Those remain the most interesting portions of the book, despite the participatory exercises. Michael Faraday’s method of testing subconscious muscle movements, later to be termed “ideomotor actions,” was quite clever, and more importantly, required the consideration that table tipping might, just might, be caused by something other than spirits. Belief is one of humanity’s most damaging traits, because it halts all examination into something curious – the people who discover not only the hoaxes, but the peculiar functioning of both body and mind, could only do so by questioning the given explanations. Wiseman does a great job in allowing the reader to see for themselves how many peculiar functions our bodies and minds really have.

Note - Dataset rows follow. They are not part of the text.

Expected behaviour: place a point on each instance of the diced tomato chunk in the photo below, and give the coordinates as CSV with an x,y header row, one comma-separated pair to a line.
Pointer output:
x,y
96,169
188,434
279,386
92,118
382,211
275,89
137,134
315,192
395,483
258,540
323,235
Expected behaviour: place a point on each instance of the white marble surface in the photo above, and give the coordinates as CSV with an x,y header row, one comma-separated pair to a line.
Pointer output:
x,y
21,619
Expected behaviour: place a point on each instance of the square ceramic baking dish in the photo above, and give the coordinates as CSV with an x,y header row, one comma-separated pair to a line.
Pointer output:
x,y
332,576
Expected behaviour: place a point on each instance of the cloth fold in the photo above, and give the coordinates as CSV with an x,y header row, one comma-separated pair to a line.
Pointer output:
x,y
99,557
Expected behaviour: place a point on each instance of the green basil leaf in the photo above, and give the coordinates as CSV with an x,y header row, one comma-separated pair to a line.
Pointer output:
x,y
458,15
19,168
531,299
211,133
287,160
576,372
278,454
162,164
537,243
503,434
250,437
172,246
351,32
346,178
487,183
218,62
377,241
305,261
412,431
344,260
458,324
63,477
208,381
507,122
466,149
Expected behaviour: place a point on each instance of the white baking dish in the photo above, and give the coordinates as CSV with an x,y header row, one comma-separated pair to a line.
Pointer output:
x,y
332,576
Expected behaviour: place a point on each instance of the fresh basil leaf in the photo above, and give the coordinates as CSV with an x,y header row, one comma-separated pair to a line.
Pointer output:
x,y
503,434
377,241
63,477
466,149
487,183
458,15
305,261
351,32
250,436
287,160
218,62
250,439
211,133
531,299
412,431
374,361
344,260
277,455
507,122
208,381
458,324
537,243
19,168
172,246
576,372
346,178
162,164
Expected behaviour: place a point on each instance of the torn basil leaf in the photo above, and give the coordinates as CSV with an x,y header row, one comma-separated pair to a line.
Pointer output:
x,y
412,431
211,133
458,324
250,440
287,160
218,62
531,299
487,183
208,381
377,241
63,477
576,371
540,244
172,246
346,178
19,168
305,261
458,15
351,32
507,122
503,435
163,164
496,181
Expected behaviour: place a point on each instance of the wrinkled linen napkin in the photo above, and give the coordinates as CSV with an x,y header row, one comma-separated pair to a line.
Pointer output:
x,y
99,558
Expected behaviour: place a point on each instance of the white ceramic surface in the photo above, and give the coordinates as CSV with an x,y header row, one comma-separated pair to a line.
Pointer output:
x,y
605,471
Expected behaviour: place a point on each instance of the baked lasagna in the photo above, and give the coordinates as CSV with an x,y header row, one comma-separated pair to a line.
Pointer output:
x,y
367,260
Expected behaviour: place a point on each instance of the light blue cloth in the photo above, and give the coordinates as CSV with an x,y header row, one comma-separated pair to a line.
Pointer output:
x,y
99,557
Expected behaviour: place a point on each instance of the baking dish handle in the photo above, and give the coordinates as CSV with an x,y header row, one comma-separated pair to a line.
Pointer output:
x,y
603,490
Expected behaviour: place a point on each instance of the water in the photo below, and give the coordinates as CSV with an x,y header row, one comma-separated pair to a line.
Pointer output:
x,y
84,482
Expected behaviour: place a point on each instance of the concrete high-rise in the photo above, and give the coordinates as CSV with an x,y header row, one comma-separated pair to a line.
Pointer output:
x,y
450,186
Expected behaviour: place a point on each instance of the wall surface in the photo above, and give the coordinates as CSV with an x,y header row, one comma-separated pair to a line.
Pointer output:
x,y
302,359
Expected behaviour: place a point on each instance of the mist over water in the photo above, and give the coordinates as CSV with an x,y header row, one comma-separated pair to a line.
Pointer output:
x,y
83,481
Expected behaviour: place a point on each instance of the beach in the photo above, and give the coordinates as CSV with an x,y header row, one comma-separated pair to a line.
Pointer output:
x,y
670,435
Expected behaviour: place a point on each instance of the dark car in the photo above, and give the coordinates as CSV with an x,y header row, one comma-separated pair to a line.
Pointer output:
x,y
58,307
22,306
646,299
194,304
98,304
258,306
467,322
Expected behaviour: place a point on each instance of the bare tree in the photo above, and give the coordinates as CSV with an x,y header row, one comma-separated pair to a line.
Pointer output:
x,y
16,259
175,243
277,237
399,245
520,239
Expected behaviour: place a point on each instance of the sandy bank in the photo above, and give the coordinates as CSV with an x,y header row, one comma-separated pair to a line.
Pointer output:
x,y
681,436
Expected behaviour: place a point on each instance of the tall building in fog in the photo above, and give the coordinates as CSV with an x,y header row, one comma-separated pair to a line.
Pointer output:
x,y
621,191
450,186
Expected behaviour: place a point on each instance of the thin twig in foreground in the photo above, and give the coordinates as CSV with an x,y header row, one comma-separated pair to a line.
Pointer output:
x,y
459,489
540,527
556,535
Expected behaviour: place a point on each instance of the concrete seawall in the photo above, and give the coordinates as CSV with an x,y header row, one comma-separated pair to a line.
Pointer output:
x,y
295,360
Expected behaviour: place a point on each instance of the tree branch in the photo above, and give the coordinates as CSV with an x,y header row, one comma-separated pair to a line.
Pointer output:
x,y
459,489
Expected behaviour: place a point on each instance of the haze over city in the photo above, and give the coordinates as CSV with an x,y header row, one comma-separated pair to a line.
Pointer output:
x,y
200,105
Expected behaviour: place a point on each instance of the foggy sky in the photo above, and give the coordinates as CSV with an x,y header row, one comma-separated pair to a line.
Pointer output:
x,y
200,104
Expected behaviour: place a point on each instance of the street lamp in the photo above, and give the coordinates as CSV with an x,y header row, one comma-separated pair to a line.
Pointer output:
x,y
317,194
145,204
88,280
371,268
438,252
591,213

In some ways, however, this may backfire. Some of Wiseman’s demonstrations work better in groups of people, where the average results can show the point better than a single example, which may fall outside the predictions. Also, my guess is that the reader is typically going to be on their guard against thinking traps from the very nature of the book, and thus make some effort not to be among the “average” respondent. In one case, he asks the reader to memorize a set of words, and later on asks for these to be recounted, giving some key words as reminders. The point is to show how simple cues could help spark our memory, but in my case, I had already memorized the list through mnemonic structure solely to dodge the thinking trap that I suspected was coming. I also don’t go to parties, which is where many of Wiseman’s exercises would be most effective (and entertaining.)
Another small issue I had is with the overall tone. The writing style that comes through has a hint of simplification to it, as if Wiseman was addressing middle-school students, which isn’t usually necessary even with middle-school students. This wasn’t bad, certainly not condescending, but it seemed to result in the subjects being treated more superficially than was warranted, and could perhaps be frustrating to those who really want more information about such topics. I am probably a bit prejudiced, in that I have studied these topics for a while and know of other works that treat them with greater detail, such as James Randi’s Flim Flam! Readers familiar with psychics and scam-artists (I know, I said that as if they were two different things) will not find a lot of new information here, but it’s still a handy book, and fun. Wiseman’s approach is open and nonjudgmental, not cynical at all, and he succumbs to the urge to slip some humor in here and there. Readers convinced that psychics and ghosts are real, however, might find too many openings to exploit, and remain unconvinced by the demonstrations.
Now, Wiseman is British, and so isn’t as influenced by US culture, which explains something that I regretted not finding in the book: detailed explanations of the bullshit that is regularly seen in popular shows about psychics and ghost hunters. The aforementioned difficulty with finding an American publishing company would have doomed such a book even more, but one is badly needed here. Some aspects are indeed covered, so don’t let me give the wrong impression; ‘impression’ is in fact just the right word here, since among other examples, Wiseman relates the ease in which mysterious encounters can be induced with suggestion. For those open-minded enough to question the accounts, this is enough to invoke some healthy suspicion, but those who believe that EMF meters must produce hard scientific evidence (because it sounds so technical) are not going to have their boat rocked very much.
As an introduction into critical thinking, perception, and skepticism, this book does a great job, proving to be both informative and entertaining, and even adding some useful tools to the arsenal of the public skeptic. Going straight to video clips is indeed a nice bonus, and Wiseman’s narration is engaging and charming. Additionally, there might be a distinct benefit to allowing a group of people to participate in a table-tipping séance, where any believer must be outside of their comfort zone of supportive websites, and instead within an open atmosphere where the labels of “skeptic” and “debunker” are not a constant mantra. It changes the idea of mundane explanations from the abstract to the demonstrated, with the added emphasis of others saying, “Wow, that was easy!” A well-known trait, also related within the book, is how often the responses of those surrounding us can influence our doubts. While it is easy to consider this just another side of the same coin – bowing to group dynamics that either favor or disfavor the idea of supernatural powers is still the same flaw – the idea of doubting or questioning any aspect of belief is a valid start on the road to critical thinking.
As a dedicated skeptic, however, I found the book a little too much like an appetizer rather than a main course, and wanted it to be longer and more detailed. Moreover, I suspect the subtitle, “Why We See What Isn’t There,” is likely to chase off some of the people that need to read it the most, by openly announcing its skeptical approach. I think Wiseman could do a great job with a more in-depth book on the topic, but it might need to be a wee bit sneakier in its approach.